1 Ph.D. Student, Department of Nano Biotechnology, Faculty of Life Science, Tarbiat Modares University, Tehran, Tehran

2 M.Sc. Graduate, Department of Biotechnology, Faculty of Agriculture, Shahed University of Tehran, Tehran

3 Assistant Professor, Biology Department, Faculty of Science, Islamic Azad University of Shiraz, Shiraz

4 Department of Agriculture, Payame Noor University, Tehran

Abstract

Myostatin gene belongs to the family of transforming growth factors (TGF-β), which in growth and development and maturation and specifically is expressed in adult skeletal muscle development. In this study protein amino acid sequence of Myostatin in various species, including cow, sheep, goats, horses, pigs, chickens, turkeys, ducks, goose, Columba, rats, and humans was investigated using by Bioinformatics tools.
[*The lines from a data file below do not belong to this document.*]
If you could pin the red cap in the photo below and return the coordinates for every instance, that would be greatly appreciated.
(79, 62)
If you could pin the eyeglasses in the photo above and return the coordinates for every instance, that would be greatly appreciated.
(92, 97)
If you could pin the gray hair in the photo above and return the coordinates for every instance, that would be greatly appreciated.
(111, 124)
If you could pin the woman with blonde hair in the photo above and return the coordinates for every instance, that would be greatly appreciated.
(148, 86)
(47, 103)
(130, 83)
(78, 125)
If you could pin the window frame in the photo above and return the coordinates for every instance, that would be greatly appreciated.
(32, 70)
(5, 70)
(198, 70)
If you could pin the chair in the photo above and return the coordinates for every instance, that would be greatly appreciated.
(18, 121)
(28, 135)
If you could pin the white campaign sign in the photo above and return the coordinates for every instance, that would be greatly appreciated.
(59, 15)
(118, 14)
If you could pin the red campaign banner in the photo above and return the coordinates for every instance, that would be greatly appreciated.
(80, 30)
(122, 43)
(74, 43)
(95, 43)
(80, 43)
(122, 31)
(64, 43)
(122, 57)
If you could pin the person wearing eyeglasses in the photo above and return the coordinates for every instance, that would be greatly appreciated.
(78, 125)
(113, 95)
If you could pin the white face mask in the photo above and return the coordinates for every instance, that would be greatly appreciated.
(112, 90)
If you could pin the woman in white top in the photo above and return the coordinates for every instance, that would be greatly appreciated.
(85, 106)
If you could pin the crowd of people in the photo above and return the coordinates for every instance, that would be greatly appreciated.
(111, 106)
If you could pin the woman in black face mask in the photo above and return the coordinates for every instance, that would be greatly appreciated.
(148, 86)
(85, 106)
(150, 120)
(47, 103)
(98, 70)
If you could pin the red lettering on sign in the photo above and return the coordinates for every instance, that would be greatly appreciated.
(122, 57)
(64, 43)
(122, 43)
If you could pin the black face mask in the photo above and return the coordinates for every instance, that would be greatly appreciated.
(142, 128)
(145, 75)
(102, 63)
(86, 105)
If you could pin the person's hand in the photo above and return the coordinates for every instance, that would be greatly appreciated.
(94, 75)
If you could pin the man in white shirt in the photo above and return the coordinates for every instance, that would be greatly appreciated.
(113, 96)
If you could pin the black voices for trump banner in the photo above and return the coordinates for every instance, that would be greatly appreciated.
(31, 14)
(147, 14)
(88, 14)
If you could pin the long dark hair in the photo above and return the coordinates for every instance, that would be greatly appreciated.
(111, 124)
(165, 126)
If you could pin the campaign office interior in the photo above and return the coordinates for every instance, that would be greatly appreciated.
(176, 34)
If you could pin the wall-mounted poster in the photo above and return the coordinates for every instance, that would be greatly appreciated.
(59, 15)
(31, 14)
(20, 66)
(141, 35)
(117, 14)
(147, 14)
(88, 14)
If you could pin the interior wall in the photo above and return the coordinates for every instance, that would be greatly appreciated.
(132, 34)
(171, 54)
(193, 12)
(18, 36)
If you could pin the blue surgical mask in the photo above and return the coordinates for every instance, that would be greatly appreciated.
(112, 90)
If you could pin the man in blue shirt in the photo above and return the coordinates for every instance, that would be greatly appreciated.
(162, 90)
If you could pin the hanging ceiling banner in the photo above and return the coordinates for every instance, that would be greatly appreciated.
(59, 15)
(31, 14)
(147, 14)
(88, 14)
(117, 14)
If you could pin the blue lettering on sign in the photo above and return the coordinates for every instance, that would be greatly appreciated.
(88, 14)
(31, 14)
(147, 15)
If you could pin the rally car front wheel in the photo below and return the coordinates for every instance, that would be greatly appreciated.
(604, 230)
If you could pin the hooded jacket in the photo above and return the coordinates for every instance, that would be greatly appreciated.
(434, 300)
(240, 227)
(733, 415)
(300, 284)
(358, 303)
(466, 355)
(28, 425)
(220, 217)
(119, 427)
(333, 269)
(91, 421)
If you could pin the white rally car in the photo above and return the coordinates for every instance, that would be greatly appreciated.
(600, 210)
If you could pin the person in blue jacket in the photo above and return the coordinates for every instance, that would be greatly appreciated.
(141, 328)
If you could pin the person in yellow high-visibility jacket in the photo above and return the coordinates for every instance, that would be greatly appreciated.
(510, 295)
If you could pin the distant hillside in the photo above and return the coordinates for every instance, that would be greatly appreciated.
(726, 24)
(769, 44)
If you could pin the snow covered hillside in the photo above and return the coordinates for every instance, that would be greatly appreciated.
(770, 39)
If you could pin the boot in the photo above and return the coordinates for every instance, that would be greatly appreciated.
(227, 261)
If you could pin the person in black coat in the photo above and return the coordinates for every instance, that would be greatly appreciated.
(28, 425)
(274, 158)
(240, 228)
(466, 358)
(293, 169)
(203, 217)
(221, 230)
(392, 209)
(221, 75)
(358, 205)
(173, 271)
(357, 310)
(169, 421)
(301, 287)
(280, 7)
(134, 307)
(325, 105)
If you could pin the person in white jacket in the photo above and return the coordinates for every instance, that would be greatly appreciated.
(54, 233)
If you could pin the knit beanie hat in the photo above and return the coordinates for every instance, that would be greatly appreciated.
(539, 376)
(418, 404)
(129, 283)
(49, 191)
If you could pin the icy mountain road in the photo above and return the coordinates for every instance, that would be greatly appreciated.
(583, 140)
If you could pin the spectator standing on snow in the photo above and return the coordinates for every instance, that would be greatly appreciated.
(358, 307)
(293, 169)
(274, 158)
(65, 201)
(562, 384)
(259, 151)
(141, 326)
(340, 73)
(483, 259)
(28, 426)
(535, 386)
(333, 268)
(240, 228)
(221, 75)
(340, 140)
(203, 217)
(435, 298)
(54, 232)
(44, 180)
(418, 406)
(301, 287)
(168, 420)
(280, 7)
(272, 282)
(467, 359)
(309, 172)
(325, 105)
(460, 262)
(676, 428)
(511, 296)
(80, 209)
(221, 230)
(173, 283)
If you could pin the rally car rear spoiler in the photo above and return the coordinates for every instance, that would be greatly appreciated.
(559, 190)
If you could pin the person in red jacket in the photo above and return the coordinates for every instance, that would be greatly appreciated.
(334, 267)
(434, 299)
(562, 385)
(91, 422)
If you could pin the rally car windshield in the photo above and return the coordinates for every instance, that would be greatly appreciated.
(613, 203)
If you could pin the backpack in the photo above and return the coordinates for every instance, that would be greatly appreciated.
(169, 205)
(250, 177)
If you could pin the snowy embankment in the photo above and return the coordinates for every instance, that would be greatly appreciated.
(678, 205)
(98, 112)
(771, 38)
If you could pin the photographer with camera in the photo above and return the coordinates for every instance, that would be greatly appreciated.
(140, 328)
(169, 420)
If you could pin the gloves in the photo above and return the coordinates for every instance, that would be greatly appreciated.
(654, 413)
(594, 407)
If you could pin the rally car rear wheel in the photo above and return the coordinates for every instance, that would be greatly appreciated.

In alignment of the final section of Myostatin protein (active form of Myostatin protein that is expressed as a dimer), high degree of conservation was observed, so that the changes fluctuation in this section than the other parts of protein sequence, the least amount possible. Secondary structures such as alpha helices, beta sheets and three-dimensional structure of Myostatin proteins using specialized sites Proteus and Phyre2 was assessed. Amino acids leucine, lysine, isoleucine and glutamic acid in cow, sheep and goat showed the same frequency as compared with poultry, such as chicken, lots more. However, the frequency of the amino acid sequence of the protein myostatin in humans and pigs was moderate. Study of phylogenetic tree showed that difference between amino acid sequences among mentioned Myostatin species lead exposure in a group of birds was isolated from mammals. Investigation of 3-D structure showed that this gene is highly conserved across species.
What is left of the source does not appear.